KL: The honest truth is that alcohol and I have self-medicated many a night in order to fall asleep. This is not a good sleep, but it is the ability to get to sleep that one desires more than any other thing. Once in the habit it is very hard to break (thankfully I have recognized this as a direction I did not want to go and have stopped drinking as a habit). It affects performance at work and weight and psychological issues so this is not something I would recommend to anyone. I have also tried prescription medications. This is not a good alternative for me either as I still wake up, unknowingly, and re-medicate. I remember one night in particular, in which I woke up the next day to find that out of 30 prescription pills, some time during the night I had ingested 20 (and lived). This was my wake-up call and I stopped all medication thereafter. Now I read as long as I can before trying to sleep. It gets me to sleep but not for very long. I awaken again, usually in a sweat, and either get up for the day or lie in bed all night until a reasonable hour and then get up. I have tried many nights to stay awake for several days and then “reset” my body clock only to find I experience the same outcome as if I had gone to bed every night. It truly makes me wonder why I can function on such little sleep.

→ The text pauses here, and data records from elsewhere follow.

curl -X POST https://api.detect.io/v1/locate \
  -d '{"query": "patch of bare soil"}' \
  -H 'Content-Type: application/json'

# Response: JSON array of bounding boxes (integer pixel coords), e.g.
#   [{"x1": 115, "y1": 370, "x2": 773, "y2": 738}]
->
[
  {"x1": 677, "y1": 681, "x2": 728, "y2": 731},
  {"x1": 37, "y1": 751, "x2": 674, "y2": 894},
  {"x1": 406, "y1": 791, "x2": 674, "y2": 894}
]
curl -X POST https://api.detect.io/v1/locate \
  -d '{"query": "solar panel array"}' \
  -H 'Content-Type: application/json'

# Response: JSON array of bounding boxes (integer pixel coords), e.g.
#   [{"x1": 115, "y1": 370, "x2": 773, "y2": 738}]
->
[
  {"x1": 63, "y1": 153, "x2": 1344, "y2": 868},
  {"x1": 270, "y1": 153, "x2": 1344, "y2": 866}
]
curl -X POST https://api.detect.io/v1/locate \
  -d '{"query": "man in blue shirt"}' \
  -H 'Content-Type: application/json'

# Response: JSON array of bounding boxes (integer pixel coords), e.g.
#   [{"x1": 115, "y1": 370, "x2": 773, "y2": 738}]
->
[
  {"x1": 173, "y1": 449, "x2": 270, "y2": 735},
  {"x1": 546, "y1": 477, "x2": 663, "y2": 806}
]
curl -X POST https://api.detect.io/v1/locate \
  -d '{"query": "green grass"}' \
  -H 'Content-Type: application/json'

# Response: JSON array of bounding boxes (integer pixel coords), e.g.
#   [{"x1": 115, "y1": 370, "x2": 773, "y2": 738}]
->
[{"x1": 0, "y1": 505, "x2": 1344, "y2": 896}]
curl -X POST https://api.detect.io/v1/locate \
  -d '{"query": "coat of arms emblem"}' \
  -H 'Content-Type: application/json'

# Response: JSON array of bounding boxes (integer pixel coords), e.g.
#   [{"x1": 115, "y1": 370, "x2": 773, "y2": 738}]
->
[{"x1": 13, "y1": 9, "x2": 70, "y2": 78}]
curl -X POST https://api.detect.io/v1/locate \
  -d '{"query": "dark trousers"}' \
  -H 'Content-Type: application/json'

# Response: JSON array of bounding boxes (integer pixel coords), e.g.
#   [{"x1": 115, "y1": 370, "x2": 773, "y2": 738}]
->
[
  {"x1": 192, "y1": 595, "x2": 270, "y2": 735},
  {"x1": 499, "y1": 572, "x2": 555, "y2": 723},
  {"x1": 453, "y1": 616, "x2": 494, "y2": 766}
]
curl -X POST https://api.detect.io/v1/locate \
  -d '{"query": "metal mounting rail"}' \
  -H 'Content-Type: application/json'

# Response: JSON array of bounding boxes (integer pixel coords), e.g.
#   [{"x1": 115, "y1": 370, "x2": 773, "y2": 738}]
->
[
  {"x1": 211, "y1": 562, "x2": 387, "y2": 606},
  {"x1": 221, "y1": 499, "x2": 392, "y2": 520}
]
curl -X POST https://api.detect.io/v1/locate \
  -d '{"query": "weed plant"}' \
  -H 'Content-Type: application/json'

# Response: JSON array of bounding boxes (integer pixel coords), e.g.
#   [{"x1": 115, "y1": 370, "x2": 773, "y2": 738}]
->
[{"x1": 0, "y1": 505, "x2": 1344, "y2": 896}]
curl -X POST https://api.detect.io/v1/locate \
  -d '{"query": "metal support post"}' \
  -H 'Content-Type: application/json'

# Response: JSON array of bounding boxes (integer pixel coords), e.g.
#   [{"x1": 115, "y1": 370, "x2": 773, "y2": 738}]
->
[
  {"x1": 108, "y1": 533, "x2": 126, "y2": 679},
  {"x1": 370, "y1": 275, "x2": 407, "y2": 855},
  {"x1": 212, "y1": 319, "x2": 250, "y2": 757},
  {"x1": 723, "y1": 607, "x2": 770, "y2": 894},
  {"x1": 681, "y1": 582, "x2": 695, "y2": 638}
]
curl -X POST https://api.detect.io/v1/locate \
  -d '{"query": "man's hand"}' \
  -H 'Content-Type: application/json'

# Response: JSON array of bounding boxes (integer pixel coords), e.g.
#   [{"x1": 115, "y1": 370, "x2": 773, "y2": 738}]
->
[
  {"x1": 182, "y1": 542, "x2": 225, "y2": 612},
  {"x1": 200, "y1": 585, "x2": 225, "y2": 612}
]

MC: Is there anything that happens in your current work life that triggers a worsening of your sleep, other than jet lag from travel?

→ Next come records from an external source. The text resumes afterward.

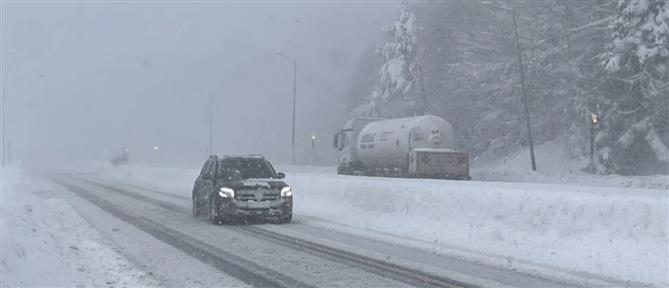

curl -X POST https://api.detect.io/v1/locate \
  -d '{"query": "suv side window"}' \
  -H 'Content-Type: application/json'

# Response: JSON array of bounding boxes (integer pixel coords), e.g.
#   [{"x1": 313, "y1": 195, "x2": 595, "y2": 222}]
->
[
  {"x1": 200, "y1": 160, "x2": 211, "y2": 176},
  {"x1": 205, "y1": 161, "x2": 218, "y2": 179}
]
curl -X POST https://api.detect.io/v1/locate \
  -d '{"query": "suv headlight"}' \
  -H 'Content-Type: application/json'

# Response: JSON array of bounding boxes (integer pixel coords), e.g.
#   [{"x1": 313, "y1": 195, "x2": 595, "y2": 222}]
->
[
  {"x1": 281, "y1": 186, "x2": 293, "y2": 198},
  {"x1": 218, "y1": 187, "x2": 235, "y2": 198}
]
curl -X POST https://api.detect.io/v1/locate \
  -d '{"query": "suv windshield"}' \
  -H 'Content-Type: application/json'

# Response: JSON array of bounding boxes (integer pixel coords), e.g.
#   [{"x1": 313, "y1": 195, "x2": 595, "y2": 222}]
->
[{"x1": 217, "y1": 159, "x2": 276, "y2": 180}]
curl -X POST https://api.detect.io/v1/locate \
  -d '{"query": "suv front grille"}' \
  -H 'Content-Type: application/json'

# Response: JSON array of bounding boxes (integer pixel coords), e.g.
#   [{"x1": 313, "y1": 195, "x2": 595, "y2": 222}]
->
[{"x1": 235, "y1": 189, "x2": 280, "y2": 201}]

KL: As a Soldier I always have different report times as the events I manage don’t stop to allow me to get some rest. At the risk of sounding cavalier, they are life-and-death situations and as a result I never really know when I will be able to shut work out completely and rest. This is true for all Soldiers, not just me. In what other career can something happening 10,000 miles away affect your daily life? Sometimes it’s just the Army philosophy of early to rise. My days have started as early as 0345 to 0900 and there usually isn’t a cut-and-dry schedule as to when that will be.
MC: Ken, tell me about how your colleagues handle their own problems with sleep.

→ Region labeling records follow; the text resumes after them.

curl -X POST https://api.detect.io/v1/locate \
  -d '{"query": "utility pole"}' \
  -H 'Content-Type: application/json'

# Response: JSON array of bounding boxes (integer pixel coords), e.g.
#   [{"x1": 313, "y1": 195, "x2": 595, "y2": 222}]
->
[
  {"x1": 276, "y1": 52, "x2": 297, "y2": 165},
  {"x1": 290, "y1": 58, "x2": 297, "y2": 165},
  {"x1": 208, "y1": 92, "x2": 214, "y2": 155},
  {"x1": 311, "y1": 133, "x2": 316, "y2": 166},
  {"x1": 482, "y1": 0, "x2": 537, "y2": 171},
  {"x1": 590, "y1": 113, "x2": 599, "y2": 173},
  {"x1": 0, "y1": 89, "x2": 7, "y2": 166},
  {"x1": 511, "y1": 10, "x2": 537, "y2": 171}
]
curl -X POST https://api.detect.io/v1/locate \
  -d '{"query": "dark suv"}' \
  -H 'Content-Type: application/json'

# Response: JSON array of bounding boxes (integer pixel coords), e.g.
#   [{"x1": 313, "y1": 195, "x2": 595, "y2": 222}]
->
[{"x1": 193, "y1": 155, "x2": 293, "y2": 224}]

KL: Honestly, alcohol is pretty prevalent. Some medicate with sleep aids; some try relaxation techniques. Most Soldiers diagnosed with any form of PTSD is prescribed some form of selective serotonin reuptake inhibitors (SSRIs). This helps many deal with what I would refer to as “sleep anxiety.” I can only speak for myself when I say going to bed is one of the hardest events of my day. I know I’m not going to sleep, or the sleep will be lousy, but I also know if I don’t try I’ll be worthless the next day.
My deepest thanks go to Captain LeBlanc for bringing attention to this important problem, and for his honorable and courageous work in securing and protecting our country.